Eager delay spinners are not a good user experience.
They can make a snappy user interface feel slower.

We want delay spinners to appear only after a perceivable delay.
useTransition doesn't yet have an API for customizing this.
Until it does, we can use CSS animations to delay visibility of delay spinners.

Instructor: [0:00] Our Pokemon component is doing a terrific job of indicating a delay for slow connections. We're using useTransition, taking the isPending Boolean that we get back from it and using it to disable the button and render a delay spinner.

[0:17] That's all great, but, unfortunately, on faster connections, this looks pretty terrible. As we click Next, the fetch happens really quickly, and we see just a split second of that loading spinner.

[0:29] Ideally, we'd like to delay that spinner from showing for a certain duration. In the future, it's likely that this useTransition hook will have an option for delaying that, but as for right now, the documented path is to handle that in CSS.

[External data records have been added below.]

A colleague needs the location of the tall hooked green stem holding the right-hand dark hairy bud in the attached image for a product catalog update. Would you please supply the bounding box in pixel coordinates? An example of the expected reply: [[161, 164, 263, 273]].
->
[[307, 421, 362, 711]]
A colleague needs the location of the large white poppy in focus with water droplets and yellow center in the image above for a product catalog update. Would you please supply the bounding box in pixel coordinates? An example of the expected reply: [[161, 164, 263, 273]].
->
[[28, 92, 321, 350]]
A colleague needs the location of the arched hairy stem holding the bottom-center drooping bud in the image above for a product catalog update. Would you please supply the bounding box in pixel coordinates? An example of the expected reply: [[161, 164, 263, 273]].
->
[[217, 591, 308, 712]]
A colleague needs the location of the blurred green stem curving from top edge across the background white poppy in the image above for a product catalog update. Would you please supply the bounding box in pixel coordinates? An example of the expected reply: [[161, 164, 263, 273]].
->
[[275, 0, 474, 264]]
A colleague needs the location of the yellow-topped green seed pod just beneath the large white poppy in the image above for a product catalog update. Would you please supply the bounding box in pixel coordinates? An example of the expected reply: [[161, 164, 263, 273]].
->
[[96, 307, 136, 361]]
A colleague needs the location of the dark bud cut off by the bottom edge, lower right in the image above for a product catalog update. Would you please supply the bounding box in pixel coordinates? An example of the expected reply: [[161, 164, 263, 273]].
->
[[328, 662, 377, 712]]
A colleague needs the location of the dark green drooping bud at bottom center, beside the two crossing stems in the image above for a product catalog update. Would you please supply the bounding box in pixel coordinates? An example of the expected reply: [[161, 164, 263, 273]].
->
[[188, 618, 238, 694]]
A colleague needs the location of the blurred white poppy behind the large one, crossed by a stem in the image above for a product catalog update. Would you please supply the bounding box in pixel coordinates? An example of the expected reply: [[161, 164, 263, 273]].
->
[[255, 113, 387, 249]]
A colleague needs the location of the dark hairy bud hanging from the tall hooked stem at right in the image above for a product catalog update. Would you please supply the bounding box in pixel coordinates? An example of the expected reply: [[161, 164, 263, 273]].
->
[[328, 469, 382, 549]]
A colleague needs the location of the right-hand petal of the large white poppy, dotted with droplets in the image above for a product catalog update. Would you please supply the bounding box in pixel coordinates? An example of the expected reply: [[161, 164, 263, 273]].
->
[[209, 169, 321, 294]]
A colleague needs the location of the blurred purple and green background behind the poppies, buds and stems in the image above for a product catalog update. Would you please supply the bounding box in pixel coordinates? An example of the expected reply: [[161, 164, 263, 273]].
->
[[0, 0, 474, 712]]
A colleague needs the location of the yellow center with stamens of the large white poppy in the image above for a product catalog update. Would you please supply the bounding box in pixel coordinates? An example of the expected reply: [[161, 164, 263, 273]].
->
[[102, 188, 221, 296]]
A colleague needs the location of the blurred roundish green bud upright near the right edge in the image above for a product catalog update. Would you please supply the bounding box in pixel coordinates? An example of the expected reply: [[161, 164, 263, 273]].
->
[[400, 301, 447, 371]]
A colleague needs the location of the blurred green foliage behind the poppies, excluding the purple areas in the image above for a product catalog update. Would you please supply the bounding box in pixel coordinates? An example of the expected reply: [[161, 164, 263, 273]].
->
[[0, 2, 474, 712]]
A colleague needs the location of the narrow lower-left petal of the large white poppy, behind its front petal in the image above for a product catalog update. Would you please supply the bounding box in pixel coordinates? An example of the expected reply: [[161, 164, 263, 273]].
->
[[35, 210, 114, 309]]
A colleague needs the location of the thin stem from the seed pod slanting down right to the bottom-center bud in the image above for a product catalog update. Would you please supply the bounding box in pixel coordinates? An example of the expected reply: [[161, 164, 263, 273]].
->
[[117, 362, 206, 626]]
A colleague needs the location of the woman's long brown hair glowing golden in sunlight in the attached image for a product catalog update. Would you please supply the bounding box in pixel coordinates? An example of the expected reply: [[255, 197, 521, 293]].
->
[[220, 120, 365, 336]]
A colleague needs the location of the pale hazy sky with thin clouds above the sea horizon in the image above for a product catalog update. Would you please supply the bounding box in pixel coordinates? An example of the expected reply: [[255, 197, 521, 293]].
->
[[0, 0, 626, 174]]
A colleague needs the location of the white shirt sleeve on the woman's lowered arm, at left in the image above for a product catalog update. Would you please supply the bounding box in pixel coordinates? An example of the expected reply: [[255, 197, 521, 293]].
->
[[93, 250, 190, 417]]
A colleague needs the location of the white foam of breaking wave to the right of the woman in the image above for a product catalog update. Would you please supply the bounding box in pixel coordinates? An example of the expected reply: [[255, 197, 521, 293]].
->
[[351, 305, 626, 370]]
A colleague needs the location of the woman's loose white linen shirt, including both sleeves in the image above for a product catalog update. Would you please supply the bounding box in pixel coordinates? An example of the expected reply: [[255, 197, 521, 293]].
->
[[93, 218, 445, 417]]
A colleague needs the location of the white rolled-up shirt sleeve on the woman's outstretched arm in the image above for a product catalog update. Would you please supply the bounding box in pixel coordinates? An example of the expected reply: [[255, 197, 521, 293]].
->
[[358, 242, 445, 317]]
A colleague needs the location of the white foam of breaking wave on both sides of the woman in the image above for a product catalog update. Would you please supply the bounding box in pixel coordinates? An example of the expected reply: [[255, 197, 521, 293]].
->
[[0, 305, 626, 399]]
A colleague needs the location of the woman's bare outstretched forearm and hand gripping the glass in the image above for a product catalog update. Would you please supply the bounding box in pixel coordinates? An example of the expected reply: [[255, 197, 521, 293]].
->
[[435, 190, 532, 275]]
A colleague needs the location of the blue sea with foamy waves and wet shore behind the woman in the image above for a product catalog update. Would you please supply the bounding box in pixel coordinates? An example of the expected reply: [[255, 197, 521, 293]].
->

[0:44] Let's go to our delay spinner components, where we were using CSS animations to spin this emoji. This isn't a CSS workshop, but I will show you one line of CSS that might come in handy for these types of components.

[1:00] We'll add an animation. It takes seconds, it's linear. We'll wait for .5 seconds forwards, because we don't want it to loop, and we will give it a name like makeVisible. Now we just make our component invisible by default and add a new animation.

[1:22] This is where we use that name makeVisible, and I'll animate two visibility visible. You don't need to understand how this exact line works, or this exact line works, but you can copy and paste it and it will work for you when you want to delay the presentation of these little spinners.

[1:47] Let's click that Next button again on our fast connections and we don't see anything. Let's try it again on our medium speed connection. We see it popping for just a split second, but it's after our delay of .5 seconds. On a super slow connection, we'll see a short delay, the spinner, and then our receded state.

[2:11] Something you will notice is that this all feels a lot faster now that we have these intermediate states, the immediate feedback, the secondary feedback and the third feedback. We can go in and make our timeout a lot longer. Let's save this and make it 3 seconds.

[2:31] On our slow connection, we have enough states where it doesn't feel super long, even though the timeout threshold is 3 seconds.

[2:45] If you want to get real fancy, you could add a prop here to customize the delay duration. I'll leave that as an extra credit for you.